Particle spectrum in model field theories from semiclassical solutions of the field equations

Abstract

Bound-state spectra (of mesons or of solitons-antisolitons) are studied for the sine-Gordon and quartic-coupling nonlinear boson models in one-plus-one dimensions using methods developed previously by the authors for the example of the nonlinear Schrödinger equation. In addition to reproducing the spectra first derived by Dashen, Hasslacher, and Neveu (DHN) up to the order of the first quantum correction, we have also calculated (in the semiclassical approximation) all bound-state form factors as well as the matrix elements of the field between any bound state and any continuum state for the scattering of a meson on a bound state.
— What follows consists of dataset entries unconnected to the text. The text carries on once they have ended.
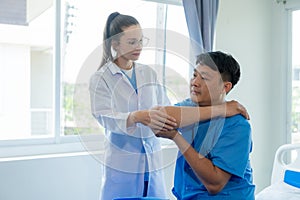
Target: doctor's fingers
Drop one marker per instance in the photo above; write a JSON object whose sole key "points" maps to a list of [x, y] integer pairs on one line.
{"points": [[160, 126], [161, 116]]}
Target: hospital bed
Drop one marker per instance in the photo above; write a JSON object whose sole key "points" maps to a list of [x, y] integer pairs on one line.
{"points": [[285, 180]]}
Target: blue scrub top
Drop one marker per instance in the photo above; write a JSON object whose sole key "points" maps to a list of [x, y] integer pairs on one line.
{"points": [[227, 143]]}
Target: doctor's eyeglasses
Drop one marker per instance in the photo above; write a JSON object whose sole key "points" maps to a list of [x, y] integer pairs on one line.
{"points": [[134, 42]]}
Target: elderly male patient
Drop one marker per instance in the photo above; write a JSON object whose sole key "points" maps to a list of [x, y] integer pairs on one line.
{"points": [[213, 159]]}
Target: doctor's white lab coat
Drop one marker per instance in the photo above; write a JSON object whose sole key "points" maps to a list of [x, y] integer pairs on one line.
{"points": [[128, 149]]}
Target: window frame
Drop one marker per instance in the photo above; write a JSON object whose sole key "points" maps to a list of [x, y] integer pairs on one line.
{"points": [[290, 6], [56, 143]]}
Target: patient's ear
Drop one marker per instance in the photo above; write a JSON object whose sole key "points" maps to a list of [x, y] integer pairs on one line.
{"points": [[227, 86]]}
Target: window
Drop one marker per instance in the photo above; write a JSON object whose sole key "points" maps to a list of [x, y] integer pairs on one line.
{"points": [[47, 98], [295, 77]]}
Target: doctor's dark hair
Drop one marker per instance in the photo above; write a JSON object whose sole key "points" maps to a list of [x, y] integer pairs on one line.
{"points": [[114, 27], [228, 67]]}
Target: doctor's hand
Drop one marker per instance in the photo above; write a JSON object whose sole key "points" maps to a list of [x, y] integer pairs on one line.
{"points": [[155, 118], [234, 108], [170, 134]]}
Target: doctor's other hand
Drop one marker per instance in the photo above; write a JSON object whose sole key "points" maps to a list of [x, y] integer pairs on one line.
{"points": [[233, 108], [154, 118]]}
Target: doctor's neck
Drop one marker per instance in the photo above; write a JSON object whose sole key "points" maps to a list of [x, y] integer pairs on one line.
{"points": [[124, 64]]}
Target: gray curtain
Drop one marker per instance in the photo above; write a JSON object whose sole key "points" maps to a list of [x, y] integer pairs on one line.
{"points": [[201, 18]]}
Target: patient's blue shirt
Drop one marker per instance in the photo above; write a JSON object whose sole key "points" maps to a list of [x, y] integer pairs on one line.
{"points": [[227, 143]]}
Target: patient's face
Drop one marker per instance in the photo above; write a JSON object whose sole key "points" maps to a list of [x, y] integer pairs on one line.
{"points": [[206, 86]]}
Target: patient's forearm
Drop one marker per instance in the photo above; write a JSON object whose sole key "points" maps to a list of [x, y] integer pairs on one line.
{"points": [[185, 115]]}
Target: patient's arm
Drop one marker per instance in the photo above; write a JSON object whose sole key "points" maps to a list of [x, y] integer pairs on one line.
{"points": [[186, 115]]}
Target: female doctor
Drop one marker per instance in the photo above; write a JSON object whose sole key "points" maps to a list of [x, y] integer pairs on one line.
{"points": [[122, 93]]}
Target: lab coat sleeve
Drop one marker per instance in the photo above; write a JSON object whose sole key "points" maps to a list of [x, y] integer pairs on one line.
{"points": [[102, 109]]}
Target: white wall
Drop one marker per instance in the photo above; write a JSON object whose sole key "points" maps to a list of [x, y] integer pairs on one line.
{"points": [[61, 178], [251, 30]]}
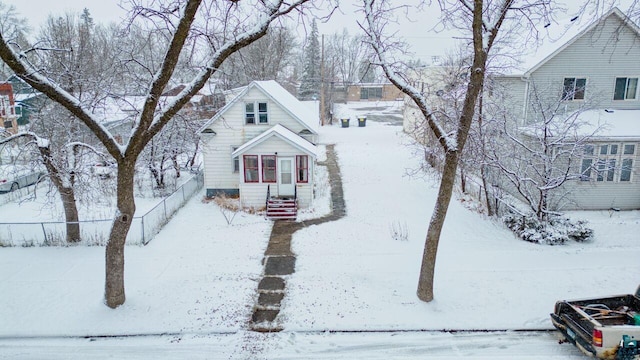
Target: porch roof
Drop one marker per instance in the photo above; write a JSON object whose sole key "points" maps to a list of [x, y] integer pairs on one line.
{"points": [[282, 133]]}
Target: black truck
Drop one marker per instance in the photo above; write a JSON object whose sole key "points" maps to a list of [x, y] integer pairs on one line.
{"points": [[607, 328]]}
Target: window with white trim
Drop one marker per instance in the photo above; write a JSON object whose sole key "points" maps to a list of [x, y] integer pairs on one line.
{"points": [[573, 88], [268, 168], [302, 168], [236, 160], [256, 113], [251, 168], [610, 162], [625, 88]]}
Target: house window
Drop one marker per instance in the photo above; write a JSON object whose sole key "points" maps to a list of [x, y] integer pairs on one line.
{"points": [[629, 149], [250, 168], [263, 116], [268, 168], [585, 171], [302, 168], [370, 93], [236, 160], [625, 171], [574, 88], [626, 89], [249, 113], [606, 169], [256, 110], [610, 164]]}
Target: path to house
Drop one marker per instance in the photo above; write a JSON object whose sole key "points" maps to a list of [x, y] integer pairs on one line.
{"points": [[279, 261]]}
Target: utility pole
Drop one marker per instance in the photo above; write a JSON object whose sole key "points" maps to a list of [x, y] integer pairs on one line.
{"points": [[322, 83]]}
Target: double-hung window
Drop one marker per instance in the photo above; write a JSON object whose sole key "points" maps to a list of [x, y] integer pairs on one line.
{"points": [[573, 88], [611, 162], [587, 163], [626, 89], [236, 160], [607, 155], [268, 168], [256, 113], [628, 151], [302, 168], [251, 168]]}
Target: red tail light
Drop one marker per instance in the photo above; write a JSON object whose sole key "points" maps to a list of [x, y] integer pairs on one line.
{"points": [[597, 338]]}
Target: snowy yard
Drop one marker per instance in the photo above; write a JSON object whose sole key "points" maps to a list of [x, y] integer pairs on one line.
{"points": [[196, 281]]}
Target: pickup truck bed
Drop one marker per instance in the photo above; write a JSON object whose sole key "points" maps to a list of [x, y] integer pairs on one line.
{"points": [[597, 326]]}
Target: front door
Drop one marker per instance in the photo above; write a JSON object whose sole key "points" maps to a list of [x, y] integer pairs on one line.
{"points": [[286, 183]]}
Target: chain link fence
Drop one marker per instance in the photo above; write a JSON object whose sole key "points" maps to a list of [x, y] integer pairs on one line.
{"points": [[96, 232]]}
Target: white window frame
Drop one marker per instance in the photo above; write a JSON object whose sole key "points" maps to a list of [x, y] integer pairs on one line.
{"points": [[571, 95], [257, 114], [626, 87], [607, 166]]}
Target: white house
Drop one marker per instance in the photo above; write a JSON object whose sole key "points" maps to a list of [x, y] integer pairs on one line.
{"points": [[591, 70], [261, 144]]}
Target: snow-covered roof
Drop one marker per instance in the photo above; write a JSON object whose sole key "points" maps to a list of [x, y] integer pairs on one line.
{"points": [[298, 110], [282, 133], [611, 124], [559, 36]]}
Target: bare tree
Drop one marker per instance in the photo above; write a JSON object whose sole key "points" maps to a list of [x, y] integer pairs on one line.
{"points": [[345, 52], [226, 26], [538, 159], [484, 20], [266, 59], [75, 65]]}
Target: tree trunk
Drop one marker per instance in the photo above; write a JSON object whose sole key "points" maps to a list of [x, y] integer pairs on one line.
{"points": [[70, 214], [114, 257], [427, 270]]}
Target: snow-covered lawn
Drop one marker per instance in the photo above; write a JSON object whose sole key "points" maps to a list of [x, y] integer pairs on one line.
{"points": [[198, 277]]}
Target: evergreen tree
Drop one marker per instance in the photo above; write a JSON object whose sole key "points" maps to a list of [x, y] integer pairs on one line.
{"points": [[310, 82]]}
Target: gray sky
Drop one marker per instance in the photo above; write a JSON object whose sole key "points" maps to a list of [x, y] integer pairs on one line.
{"points": [[424, 44]]}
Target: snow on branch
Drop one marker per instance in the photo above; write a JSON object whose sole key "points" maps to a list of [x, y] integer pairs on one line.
{"points": [[18, 62], [376, 19]]}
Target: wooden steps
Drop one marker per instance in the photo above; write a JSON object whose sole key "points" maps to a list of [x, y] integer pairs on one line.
{"points": [[282, 209]]}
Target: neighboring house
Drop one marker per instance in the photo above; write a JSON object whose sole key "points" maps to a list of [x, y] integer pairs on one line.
{"points": [[591, 69], [373, 92], [594, 71], [262, 142]]}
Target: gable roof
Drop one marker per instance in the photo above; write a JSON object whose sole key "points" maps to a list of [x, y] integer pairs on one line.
{"points": [[570, 32], [283, 133], [298, 111]]}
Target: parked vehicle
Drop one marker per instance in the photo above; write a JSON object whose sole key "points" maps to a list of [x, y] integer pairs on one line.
{"points": [[14, 177], [607, 328]]}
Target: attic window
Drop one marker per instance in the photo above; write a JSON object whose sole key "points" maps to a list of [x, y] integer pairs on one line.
{"points": [[574, 88], [262, 113], [626, 89]]}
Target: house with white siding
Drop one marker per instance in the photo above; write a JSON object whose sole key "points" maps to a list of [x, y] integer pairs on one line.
{"points": [[591, 71], [261, 147]]}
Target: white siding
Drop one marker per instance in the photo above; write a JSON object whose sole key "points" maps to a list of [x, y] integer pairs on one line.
{"points": [[254, 194], [608, 51], [231, 131]]}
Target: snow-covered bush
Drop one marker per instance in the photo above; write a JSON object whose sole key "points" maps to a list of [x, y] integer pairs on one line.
{"points": [[556, 231]]}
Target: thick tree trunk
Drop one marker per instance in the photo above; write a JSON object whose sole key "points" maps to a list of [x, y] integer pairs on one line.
{"points": [[427, 270], [70, 214], [114, 254]]}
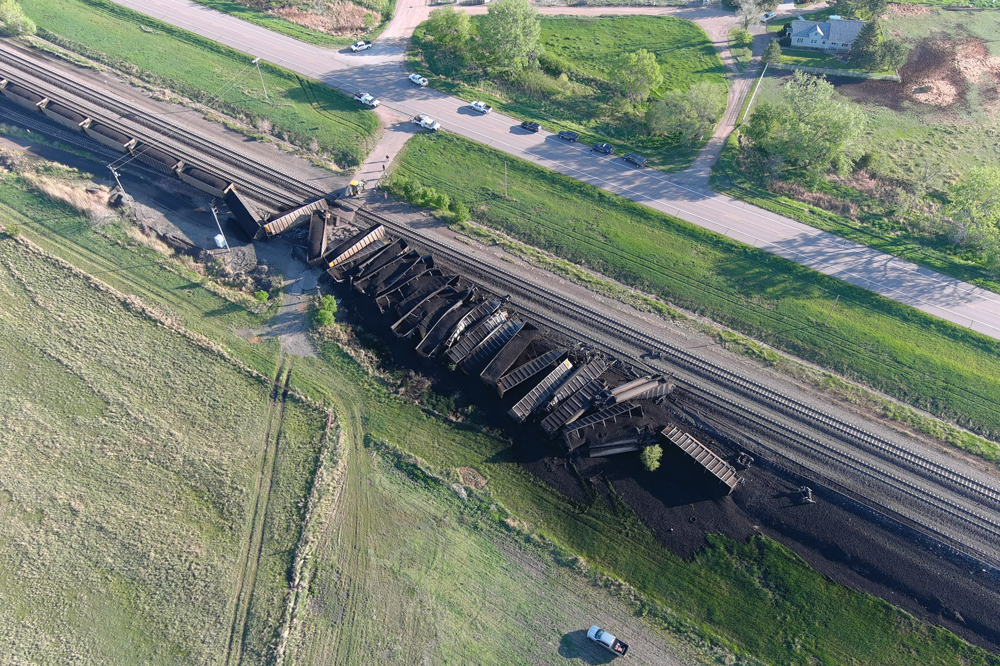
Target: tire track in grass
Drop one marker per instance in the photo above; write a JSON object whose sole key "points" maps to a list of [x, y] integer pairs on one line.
{"points": [[250, 557]]}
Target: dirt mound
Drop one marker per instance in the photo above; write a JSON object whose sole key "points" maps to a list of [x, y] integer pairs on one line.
{"points": [[909, 10], [975, 62]]}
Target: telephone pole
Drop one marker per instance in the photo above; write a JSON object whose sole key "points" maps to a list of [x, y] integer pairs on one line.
{"points": [[256, 61], [215, 214]]}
For the sine-Gordon theory the results have been obtained in two ways: first, by an algorithm, derived in due course, for transcribing an exact classical solution into a quantum operator; second, by a systematic expansion about the weak-coupling limit which requires the techniques used previously for the nonlinear Schrödinger equation. Only this latter technique is available for the quartic model, but its (more complicated) application here leads to an explanation of why in leading order the same form of bound-state spectra are obtained for the two models. Compared to the work of DHN, aside from methodology, the main new results are the matrix elements of the field operators, but we also present a complete quantum interpretation of all their classical calculations as well as an explanation of why our methods are equivalent.